Si può parlare di vera e propria “rottura dell’unità sindacale” in occasione di questo fatto, ma le vere cause furono altre e antecedenti all’attentato.
Le questioni principali si erano poste sull’accettare o no il piano di aiuti economici dagli Stati Uniti, il Piano Marshall, e quindi di entrare a far parte del patto Atlantico, ma la componente comunista e socialista si scontrava spesso con quella democristiana per decisioni riguardanti scelte politiche o l’istituzione di uno sciopero.
Dalla prima scissione nacque la Libera Confederazione Generale Italiana del Lavoro (16 ottobre 1947).
La componente repubblicana si staccò dalla CGIL per creare la Federazione Italiana del Lavoro e l’1 maggio 1950, LCGIL e FIL crearono la Confederazione Italiana Sindacati Lavoratori (CISL).
Nei suoi primi anni di vita l’intento della CISL fu quello di costruire un’organizzazione realmente autonoma dalla politica e aconfessionale.
Un’altra parte di sindacalisti formata da un gruppo di ex socialisti, una parte della FIL e un gruppo di sindacalisti riformisti, crearono un organismo che comprendeva tutti gli usciti dalla CGIL.
Nasce la UIL, Unione Italiana del lavoro, più vicina agli ambienti padronali e con una spiccata tendenza alla trattativa.

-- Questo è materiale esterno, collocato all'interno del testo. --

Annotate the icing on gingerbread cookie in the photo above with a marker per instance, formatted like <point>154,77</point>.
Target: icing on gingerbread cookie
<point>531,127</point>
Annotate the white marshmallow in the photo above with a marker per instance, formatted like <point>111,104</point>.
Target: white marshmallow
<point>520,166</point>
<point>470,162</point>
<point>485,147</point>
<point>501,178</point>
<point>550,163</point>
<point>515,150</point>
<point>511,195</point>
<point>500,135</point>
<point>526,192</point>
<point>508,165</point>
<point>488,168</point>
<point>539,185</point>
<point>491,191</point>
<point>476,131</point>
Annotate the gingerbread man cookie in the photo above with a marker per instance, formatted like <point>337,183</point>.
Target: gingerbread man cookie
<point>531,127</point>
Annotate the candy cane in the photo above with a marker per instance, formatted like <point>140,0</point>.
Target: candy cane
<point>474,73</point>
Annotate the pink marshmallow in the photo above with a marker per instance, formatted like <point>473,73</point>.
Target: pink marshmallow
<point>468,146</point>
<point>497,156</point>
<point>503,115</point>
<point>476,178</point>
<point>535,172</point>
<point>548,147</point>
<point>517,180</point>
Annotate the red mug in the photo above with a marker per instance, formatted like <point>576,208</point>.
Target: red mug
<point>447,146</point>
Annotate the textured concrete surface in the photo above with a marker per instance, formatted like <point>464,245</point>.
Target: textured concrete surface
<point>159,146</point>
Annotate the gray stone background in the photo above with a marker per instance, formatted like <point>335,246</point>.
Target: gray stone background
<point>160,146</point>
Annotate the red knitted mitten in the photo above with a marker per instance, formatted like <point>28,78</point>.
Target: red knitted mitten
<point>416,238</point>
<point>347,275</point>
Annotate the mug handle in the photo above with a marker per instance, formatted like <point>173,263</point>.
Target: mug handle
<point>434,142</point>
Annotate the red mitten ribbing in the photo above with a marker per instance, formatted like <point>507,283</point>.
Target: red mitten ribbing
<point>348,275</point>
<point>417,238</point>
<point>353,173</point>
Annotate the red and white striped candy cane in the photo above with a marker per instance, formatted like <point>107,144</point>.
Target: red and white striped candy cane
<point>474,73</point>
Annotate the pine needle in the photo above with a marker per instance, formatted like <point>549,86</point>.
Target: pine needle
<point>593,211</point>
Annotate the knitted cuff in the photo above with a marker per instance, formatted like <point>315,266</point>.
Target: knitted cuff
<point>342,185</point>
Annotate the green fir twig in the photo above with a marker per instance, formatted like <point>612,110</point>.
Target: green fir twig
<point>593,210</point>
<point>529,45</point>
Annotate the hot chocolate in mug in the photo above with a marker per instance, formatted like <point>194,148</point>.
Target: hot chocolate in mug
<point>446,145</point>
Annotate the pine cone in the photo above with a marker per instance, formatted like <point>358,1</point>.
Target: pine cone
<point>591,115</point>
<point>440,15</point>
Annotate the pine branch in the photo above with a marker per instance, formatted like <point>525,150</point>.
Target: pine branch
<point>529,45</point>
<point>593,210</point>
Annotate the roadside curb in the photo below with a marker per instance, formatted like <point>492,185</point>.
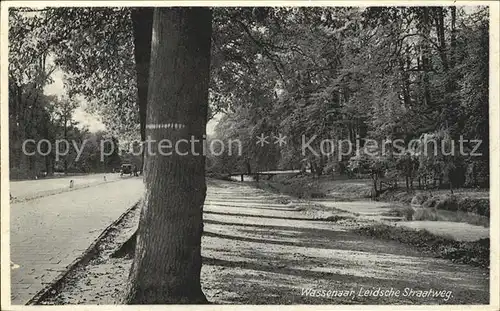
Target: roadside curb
<point>85,256</point>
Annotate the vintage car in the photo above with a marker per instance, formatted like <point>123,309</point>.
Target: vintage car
<point>126,169</point>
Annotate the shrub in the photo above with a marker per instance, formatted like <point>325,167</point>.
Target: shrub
<point>405,212</point>
<point>419,198</point>
<point>431,202</point>
<point>449,203</point>
<point>425,214</point>
<point>476,206</point>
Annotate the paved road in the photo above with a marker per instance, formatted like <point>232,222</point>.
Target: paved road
<point>30,188</point>
<point>48,233</point>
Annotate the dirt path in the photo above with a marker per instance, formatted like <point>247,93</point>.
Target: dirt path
<point>260,249</point>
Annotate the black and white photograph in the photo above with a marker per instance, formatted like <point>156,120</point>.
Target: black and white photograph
<point>231,153</point>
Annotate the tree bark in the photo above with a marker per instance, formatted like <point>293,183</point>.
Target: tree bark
<point>167,261</point>
<point>142,22</point>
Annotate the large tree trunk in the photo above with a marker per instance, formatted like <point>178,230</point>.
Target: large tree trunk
<point>142,21</point>
<point>167,261</point>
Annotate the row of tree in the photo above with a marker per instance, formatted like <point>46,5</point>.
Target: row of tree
<point>350,73</point>
<point>333,72</point>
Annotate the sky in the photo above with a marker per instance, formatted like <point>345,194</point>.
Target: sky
<point>92,122</point>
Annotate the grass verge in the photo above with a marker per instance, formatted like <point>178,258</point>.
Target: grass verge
<point>475,253</point>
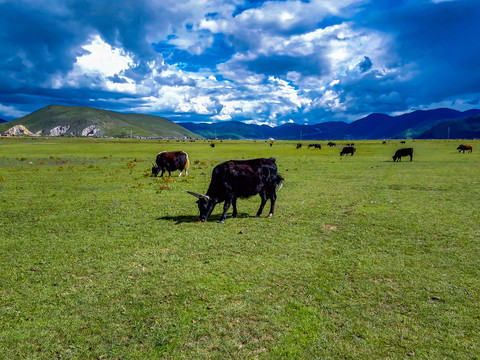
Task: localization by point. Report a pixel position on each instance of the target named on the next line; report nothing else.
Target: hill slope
(455, 129)
(79, 120)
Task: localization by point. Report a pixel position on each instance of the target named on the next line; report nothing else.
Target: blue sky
(264, 62)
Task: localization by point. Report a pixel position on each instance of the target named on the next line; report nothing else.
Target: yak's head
(205, 204)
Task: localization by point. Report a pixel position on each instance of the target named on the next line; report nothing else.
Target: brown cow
(171, 161)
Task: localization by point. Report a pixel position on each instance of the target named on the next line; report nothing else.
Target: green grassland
(363, 259)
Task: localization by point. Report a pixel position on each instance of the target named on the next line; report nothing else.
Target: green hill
(468, 128)
(87, 121)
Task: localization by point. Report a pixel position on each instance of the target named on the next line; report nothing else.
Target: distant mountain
(466, 128)
(55, 120)
(373, 126)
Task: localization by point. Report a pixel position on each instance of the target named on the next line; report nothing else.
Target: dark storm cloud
(273, 61)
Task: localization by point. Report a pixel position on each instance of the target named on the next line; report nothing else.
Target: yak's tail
(187, 164)
(279, 182)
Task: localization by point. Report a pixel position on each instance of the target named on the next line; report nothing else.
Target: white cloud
(102, 59)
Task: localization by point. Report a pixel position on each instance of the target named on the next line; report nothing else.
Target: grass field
(363, 259)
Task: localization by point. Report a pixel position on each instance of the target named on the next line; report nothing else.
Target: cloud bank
(268, 62)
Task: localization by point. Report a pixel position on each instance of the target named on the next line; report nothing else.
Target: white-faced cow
(403, 152)
(240, 179)
(347, 150)
(171, 161)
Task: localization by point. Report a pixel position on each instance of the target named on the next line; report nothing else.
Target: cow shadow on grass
(180, 219)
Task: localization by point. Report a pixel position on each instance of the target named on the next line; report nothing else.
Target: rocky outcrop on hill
(59, 130)
(91, 130)
(18, 130)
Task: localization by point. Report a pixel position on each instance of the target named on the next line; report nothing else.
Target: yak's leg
(234, 203)
(226, 205)
(263, 195)
(273, 198)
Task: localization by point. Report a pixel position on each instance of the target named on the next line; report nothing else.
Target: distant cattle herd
(244, 178)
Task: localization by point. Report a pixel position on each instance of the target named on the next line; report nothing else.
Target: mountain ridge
(373, 126)
(55, 120)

Nella dichiarazione programmatica approvata erano indicati i punti che caratterizzarono e qualificarono l'azione della UIL sin dai suoi primi anni.
Venne rivendicata l'indipendenza dai partiti, dai governi e dalle confessioni e venne valorizzata l'autonomia delle federazioni di categoria; la UIL si dichiarò favorevole alla ricerca dell'unità d'azione con le altre due organizzazioni sindacali ed all'intervento su tutti i problemi di politica sociale ed economica.
Il 25 luglio 1972 nacque la Federazione Unitaria CGIL, CISL e UIL e dal 1975 la CGIL, affiancata a CISL e UIL, fa parte della Confederazione europea dei sindacati.
Gli articoli 39 e 40 della Costituzione Italiana stabiliscono i principi fondamentali relativi ai sindacati:
Art. 39. L'organizzazione sindacale è libera.
Ai sindacati non può essere imposto altro obbligo se non la loro registrazione presso uffici locali o centrali, secondo le norme di legge.
È condizione per la registrazione che gli statuti dei sindacati sanciscano un ordinamento interno a base democratica.
I sindacati registrati hanno personalità giuridica. Possono, rappresentati unitariamente in proporzione dei loro iscritti, stipulare contratti collettivi di lavoro con efficacia obbligatoria per tutti gli appartenenti alle categorie alle quali il contratto si riferisce.
Art. 40. Il diritto di sciopero si esercita nell'ambito delle leggi che lo regolano.